After reaching an $84 million settlement with Uber, Massachusetts’ attorney Shannon Liss-Riordan has found herself subject to immense criticism from Uber drivers and attorneys alike that claim the settlement is too low and a sell-out of their interests. At the end of June, U.S. District Judge Edward Chen of the Northern District of California issued an order stating that he still has insufficient information to approve the deal. The terms of the settlement would release a multitude of driver claims against Uber and thereby eliminate more than a dozen other pending cases in the process.
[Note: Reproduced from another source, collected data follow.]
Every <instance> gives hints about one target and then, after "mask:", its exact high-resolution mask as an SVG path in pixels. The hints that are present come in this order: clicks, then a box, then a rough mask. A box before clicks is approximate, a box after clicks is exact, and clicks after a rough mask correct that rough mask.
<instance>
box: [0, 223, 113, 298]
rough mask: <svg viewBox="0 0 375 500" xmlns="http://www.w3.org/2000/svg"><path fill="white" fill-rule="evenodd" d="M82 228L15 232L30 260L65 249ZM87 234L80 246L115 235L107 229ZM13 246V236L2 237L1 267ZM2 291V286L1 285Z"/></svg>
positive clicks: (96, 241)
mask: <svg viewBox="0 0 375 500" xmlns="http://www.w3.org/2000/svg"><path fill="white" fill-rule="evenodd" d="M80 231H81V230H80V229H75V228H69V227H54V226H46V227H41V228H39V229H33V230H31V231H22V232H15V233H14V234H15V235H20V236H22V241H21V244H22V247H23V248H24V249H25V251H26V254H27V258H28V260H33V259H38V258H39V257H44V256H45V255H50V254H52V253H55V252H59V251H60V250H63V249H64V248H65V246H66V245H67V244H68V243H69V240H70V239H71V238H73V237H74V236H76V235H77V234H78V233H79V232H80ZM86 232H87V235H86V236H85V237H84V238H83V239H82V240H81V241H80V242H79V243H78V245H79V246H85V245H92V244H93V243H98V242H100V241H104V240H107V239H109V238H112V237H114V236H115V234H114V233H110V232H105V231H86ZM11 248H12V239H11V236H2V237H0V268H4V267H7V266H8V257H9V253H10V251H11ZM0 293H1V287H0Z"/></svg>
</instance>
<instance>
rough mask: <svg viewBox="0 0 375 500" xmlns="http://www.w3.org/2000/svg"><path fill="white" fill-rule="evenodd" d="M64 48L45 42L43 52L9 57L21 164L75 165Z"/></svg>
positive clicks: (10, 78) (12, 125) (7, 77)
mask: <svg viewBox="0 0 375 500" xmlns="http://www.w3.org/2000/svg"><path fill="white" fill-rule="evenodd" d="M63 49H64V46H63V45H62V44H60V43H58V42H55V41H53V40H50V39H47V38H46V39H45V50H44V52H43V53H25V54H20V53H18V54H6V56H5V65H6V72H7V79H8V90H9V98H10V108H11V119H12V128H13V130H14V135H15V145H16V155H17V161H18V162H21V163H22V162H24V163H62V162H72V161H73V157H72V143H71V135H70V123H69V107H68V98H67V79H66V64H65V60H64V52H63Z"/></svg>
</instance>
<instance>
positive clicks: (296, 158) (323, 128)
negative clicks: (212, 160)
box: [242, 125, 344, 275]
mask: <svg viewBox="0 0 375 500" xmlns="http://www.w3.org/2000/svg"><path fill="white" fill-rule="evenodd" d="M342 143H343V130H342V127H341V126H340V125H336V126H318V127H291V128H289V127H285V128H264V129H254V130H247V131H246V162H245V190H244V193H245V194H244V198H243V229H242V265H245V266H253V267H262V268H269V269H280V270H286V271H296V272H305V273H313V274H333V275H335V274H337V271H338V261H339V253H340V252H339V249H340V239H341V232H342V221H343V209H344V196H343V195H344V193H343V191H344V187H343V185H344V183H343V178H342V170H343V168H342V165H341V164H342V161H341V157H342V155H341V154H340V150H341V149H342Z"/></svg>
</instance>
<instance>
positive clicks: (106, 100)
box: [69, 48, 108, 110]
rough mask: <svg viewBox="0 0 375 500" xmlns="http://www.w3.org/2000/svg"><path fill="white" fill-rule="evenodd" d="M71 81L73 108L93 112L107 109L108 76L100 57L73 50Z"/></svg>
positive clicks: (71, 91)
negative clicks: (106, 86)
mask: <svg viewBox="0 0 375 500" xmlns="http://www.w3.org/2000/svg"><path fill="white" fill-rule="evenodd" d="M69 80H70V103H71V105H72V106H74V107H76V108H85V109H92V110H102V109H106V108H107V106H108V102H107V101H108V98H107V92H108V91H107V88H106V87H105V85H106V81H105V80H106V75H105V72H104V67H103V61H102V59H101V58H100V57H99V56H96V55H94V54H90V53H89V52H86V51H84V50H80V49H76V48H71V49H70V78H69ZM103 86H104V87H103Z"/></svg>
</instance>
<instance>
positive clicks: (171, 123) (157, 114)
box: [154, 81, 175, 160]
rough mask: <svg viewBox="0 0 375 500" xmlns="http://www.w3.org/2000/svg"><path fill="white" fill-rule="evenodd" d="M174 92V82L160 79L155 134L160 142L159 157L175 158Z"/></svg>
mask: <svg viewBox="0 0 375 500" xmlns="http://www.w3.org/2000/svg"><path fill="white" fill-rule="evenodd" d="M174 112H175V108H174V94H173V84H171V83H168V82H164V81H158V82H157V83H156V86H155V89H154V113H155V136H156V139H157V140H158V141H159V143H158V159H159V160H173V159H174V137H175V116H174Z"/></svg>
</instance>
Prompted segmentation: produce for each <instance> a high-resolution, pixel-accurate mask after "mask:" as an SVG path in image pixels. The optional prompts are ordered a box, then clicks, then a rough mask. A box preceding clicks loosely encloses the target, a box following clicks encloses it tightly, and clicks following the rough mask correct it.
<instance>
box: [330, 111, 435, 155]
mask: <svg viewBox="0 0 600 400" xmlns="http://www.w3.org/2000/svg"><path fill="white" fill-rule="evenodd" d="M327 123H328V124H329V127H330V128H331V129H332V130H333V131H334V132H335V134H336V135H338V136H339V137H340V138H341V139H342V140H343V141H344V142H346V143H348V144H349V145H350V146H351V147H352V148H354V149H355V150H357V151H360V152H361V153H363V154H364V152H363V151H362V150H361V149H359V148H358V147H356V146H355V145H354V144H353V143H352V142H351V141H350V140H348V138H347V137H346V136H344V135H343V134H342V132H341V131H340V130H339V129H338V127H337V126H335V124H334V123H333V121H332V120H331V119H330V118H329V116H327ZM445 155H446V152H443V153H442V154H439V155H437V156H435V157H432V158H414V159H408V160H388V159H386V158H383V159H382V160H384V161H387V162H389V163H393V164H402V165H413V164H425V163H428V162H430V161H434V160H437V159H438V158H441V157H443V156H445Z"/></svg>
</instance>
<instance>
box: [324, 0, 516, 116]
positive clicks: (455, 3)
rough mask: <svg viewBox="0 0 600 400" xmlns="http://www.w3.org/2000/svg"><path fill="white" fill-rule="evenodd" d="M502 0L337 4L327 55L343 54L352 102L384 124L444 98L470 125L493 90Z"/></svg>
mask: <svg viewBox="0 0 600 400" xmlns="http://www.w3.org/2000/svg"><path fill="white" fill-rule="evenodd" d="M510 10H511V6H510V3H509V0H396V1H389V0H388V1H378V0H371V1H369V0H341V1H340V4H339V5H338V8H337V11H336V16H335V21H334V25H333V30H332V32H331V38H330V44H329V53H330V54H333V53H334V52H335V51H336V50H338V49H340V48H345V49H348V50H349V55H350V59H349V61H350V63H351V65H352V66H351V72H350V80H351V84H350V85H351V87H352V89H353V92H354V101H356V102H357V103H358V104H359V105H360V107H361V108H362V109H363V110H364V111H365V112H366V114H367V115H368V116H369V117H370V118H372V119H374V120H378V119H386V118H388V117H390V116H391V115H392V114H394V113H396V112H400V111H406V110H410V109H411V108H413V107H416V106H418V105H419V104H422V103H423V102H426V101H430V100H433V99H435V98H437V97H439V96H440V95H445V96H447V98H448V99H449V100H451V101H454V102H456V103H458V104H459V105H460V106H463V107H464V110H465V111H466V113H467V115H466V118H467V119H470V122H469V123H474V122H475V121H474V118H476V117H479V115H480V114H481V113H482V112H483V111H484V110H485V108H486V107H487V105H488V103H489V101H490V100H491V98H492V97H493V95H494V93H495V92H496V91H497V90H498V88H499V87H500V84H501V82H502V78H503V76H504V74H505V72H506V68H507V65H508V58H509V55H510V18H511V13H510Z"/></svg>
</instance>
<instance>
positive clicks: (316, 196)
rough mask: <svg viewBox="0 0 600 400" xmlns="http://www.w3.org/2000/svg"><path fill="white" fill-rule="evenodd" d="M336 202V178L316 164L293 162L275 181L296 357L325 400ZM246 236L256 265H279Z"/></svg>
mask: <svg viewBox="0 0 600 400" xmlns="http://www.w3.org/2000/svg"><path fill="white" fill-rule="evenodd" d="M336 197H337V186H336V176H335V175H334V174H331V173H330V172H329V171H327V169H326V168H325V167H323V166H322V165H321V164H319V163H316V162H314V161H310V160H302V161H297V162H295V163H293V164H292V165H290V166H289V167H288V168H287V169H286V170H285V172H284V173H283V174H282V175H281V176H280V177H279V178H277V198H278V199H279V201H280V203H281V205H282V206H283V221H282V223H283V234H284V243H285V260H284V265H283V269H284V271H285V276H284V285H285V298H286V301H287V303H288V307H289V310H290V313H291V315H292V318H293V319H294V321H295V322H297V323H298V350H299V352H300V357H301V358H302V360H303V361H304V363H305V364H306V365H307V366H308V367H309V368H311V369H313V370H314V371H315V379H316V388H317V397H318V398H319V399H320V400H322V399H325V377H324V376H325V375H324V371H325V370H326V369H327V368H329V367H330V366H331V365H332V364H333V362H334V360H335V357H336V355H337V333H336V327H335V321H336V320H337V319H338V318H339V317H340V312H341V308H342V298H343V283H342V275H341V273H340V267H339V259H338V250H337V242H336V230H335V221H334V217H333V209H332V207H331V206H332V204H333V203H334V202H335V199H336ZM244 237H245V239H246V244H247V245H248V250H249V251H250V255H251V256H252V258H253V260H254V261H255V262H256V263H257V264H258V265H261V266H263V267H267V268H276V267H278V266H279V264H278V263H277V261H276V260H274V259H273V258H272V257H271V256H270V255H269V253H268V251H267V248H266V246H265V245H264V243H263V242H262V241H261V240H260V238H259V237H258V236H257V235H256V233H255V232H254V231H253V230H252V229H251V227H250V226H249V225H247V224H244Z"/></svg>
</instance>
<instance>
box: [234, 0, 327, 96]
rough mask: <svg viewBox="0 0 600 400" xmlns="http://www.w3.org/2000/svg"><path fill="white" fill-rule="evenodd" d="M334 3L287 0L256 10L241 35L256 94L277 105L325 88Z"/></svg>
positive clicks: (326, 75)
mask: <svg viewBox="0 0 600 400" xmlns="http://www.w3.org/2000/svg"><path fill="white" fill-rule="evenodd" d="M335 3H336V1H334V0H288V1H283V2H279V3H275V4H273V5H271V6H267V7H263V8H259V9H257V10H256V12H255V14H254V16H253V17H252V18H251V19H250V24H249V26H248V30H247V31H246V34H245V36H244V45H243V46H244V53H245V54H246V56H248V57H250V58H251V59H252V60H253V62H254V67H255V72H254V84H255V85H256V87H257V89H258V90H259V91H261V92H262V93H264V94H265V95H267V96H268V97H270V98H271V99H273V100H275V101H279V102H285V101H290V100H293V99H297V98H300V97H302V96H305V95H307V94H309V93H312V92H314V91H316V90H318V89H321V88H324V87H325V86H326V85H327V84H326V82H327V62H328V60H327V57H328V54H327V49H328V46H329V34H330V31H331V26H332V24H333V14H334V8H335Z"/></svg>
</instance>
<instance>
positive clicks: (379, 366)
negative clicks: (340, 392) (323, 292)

Liss-Riordan settled the class action suit for $84 million despite the fact that her own estimates valued the cases to be worth $852 million. Some attorneys have noted that Liss-Riordan’s settlement of similar claims against Lyft Inc. was rejected by a federal judge for being too low. In May, Liss-Riordan and Lyft reached a new settlement of $27 million, more than double the original settlement amount.
Liss-Riordan claims that more than 2,000 pleased drivers have contacted her office about the deal in comparison with only a few more than 50 who have expressed dissatisfaction. Attorneys concerned with the well running dry argue that the scope of the deal is overbroad. Others complain that Liss-Riordan is attempting to make suing Uber “proprietary,” manipulating the process so that plaintiffs suing Uber must do so exclusively through Liss-Riordan’s firm.
Liss-Riordan sent an email to drivers in late April, expressing her fear that the U.S. Court of Appeals for the Ninth Circuit (and perhaps even the Supreme Court) was ready to reverse a ruling by Judge Chen that Uber’s arbitration clause was unenforceable. She also mentioned other suits against Uber around the country where plaintiffs were unsuccessful as a result of courts enforcing a clause in their driver agreements that waives class-action litigation and subjects them to arbitration on an individual basis.
What is revealing about this case is the fact that the settlement leaves unresolved how workers should fit into the modern economy, especially regarding the distinction between employees and independent contractors, an issue currently hotly debated nationwide.